A balanced bracket sequence is a string consisting of only brackets, such that this sequence, when inserted certain numbers and mathematical operations, gives a valid mathematical expression. Formally you can define balanced bracket sequence with:
- $e$ (the empty string) is a balanced bracket sequence.
- if $s$ is a balanced bracket sequence, then so is $(s)$.
- if $s$ and $t$ are balanced bracket sequences, then so is $s t$.
For instance $(())()$ is a balanced bracket sequence, but $())($ is not.
Of course you can define other bracket sequences also with multiple bracket types in a similar fashion.

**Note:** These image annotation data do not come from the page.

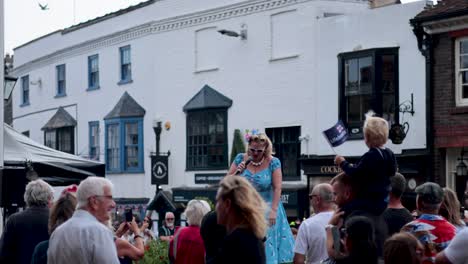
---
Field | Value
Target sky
[4,0,415,54]
[4,0,145,54]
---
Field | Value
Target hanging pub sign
[151,156,169,185]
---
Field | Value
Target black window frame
[185,108,229,171]
[265,126,301,181]
[55,64,67,97]
[44,126,75,154]
[338,47,399,140]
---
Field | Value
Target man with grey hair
[294,183,334,264]
[47,177,119,264]
[0,180,54,264]
[401,182,456,263]
[383,172,413,236]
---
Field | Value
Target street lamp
[3,76,18,100]
[153,120,162,156]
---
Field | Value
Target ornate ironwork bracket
[398,93,414,116]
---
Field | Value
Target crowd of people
[0,113,468,264]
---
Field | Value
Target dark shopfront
[300,150,431,213]
[172,182,308,221]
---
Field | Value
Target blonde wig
[364,113,389,148]
[216,175,267,239]
[184,200,210,226]
[247,133,275,157]
[440,188,464,226]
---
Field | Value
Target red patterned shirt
[401,214,456,264]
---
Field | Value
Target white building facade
[12,0,427,215]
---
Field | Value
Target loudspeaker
[0,166,28,208]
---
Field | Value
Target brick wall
[432,33,468,185]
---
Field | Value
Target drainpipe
[410,21,437,181]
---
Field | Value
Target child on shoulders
[335,114,397,215]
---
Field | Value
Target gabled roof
[184,85,232,112]
[41,107,76,130]
[104,92,146,120]
[411,0,468,22]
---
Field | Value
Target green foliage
[194,196,215,211]
[134,240,169,264]
[231,129,245,163]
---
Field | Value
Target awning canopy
[4,124,105,186]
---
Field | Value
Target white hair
[184,200,210,226]
[76,176,114,208]
[164,212,174,219]
[24,179,54,207]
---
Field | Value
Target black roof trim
[41,106,76,130]
[13,0,157,51]
[183,85,232,112]
[104,91,146,120]
[410,9,468,25]
[62,0,160,35]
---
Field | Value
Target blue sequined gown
[234,154,294,264]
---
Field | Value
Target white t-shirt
[444,228,468,264]
[294,212,333,264]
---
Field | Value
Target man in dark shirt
[159,212,175,242]
[383,173,413,236]
[200,211,226,264]
[0,180,54,264]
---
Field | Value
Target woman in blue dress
[229,134,294,264]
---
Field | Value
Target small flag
[322,120,348,147]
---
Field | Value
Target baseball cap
[416,182,444,204]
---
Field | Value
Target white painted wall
[13,0,425,197]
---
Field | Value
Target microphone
[234,156,253,175]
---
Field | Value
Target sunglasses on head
[249,148,265,153]
[249,135,266,142]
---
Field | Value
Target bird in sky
[38,3,49,11]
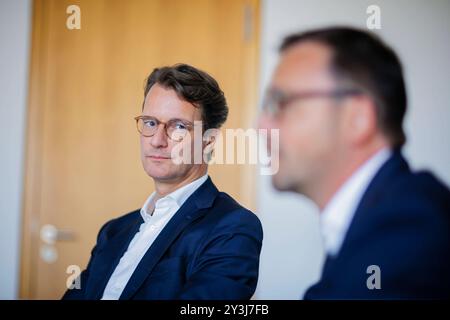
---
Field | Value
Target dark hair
[280,27,407,147]
[144,64,228,130]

In this article we discuss some classic problems involving balanced bracket sequences (for simplicity we will only call them sequences): validation, number of sequences, finding the lexicographical next sequence, generating all sequences of a certain size, finding the index of sequence, and generating the $k$-th sequences. We will also discuss two variations for the problems, the simpler version when only one type of brackets is allowed, and the harder case when there are multiple types.
Balance validation
We want to check if a given string is balanced or not.
At first suppose there is only one type of bracket. For this case there exists a very simple algorithm. Let $\text{depth}$ be the current number of open brackets. Initially $\text{depth} = 0$. We iterate over all character of the string, if the current bracket character is an opening bracket, then we increment $\text{depth}$, otherwise we decrement it. If at any time the variable $\text{depth}$ gets negative, or at the end it is different from $0$, than the string is not a balances sequence. Otherwise it is.

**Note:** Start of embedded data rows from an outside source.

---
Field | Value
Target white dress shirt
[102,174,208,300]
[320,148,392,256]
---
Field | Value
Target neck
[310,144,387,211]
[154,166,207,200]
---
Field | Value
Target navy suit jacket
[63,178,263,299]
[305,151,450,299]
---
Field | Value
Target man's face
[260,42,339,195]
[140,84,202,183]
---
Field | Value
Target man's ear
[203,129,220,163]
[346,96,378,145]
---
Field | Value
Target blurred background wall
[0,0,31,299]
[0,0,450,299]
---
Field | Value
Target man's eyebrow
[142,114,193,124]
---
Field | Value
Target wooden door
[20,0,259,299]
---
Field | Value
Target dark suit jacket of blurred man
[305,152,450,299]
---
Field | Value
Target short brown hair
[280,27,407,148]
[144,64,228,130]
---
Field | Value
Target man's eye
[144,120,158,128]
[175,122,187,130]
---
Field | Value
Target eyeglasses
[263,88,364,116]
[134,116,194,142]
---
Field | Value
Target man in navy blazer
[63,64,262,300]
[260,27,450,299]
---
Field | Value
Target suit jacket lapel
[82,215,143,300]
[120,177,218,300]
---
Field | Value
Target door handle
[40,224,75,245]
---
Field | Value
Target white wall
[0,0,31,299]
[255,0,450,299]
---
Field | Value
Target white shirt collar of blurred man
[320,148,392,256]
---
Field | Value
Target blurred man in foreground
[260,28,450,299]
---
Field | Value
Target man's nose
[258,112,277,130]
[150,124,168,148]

If there are several bracket types involved, then the algorithm needs to be changes. Instead of a counter $\text{depth}$ we create a stack, in which we will store all opening brackets that we meet. If the current bracket character is an opening one, we put it onto the stack. If it is a closing one, then we check if the stack is non-empty, and if the top element of the stack is of the same type as the current closing bracket. If both conditions are fulfilled, then we remove the opening bracket from the stack. If at any time one of the conditions is not fulfilled, or at the end the stack is not empty, then the string is not balanced. Otherwise it is.
Number of balanced sequences
Formula
The number of balanced bracket sequences with only one bracket type can be calculated using the Catalan numbers. The number of balanced bracket sequences of length $2n$ ($n$ pairs of brackets) is: \[\frac{1}{n+1} \binom{2n}{n}\]

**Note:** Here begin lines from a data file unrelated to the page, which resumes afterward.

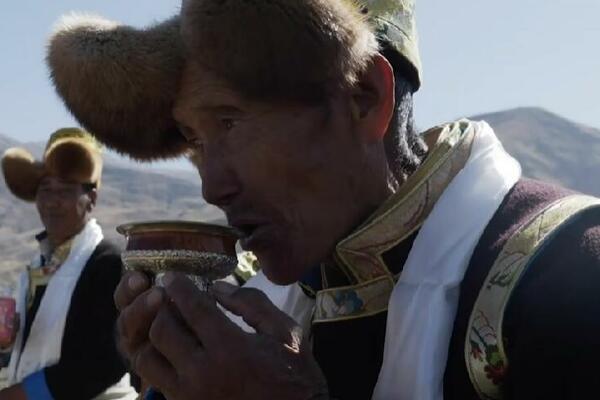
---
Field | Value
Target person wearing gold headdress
[0,128,136,400]
[48,0,600,400]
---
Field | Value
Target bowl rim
[116,220,243,239]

If we allow $k$ types of brackets, then each pair be of any of the $k$ types (independently of the others), thus the number of balanced bracket sequences is: \[\frac{1}{n+1} \binom{2n}{n} k^n\]
Dynamic programming
On the other hand these numbers can be computed using dynamic programming. Let $d[n]$ be the number of regular bracket sequences with $n$ pairs of bracket. Note that in the first position there is always an opening bracket. And somewhere later is the corresponding closing bracket of the pair. It is clear that inside this pair there is a balanced bracket sequence, and similarly after this pair there is a balanced bracket sequence. So to compute $d[n]$, we will look at how many balanced sequences of $i$ pairs of brackets are inside this first bracket pair, and how many balanced sequences with $n-1-i$ pairs are after this pair. Consequently the formula has the form: \[d[n] = \sum_{i=0}^{n-1} d[i] \cdot d[n-1-i]\]
The initial value for this recurrence is $d[0] = 1$.
Finding the lexicographical next balanced sequence
Here we only consider the case with one valid bracket type.
Given a balanced sequence, we have to find the next (in lexicographical order) balanced sequence.
It should be obvious, that we have to find the rightmost opening bracket, which we can replace by a closing bracket without violation the condition, that there are more closing brackets than opening brackets up to this position. After replacing this position, we can fill the remaining part of the string with the lexicographically minimal one: i.e. first with as much opening brackets as possible, and then fill up the remaining positions with closing brackets. In other words we try to leave a long as possible prefix unchanged, and the suffix gets replaced by the lexicographically minimal one.
To find this position, we can iterate over the character from right to left, and maintain the balance $\text{depth}$ of open and closing brackets. When we meet an opening brackets, we will decrement $\text{depth}$, and when we meet a closing bracket, we increase it. If we are at some point meet an opening bracket, and the balance after processing this symbol is positive, then we have found the rightmost position that we can change. We change the symbol, compute the number of opening and closing brackets that we have to add to the right side, and arrange them in the lexicographically minimal way.
If we find do suitable position, then this sequence is already the maximal possible one, and there is no answer.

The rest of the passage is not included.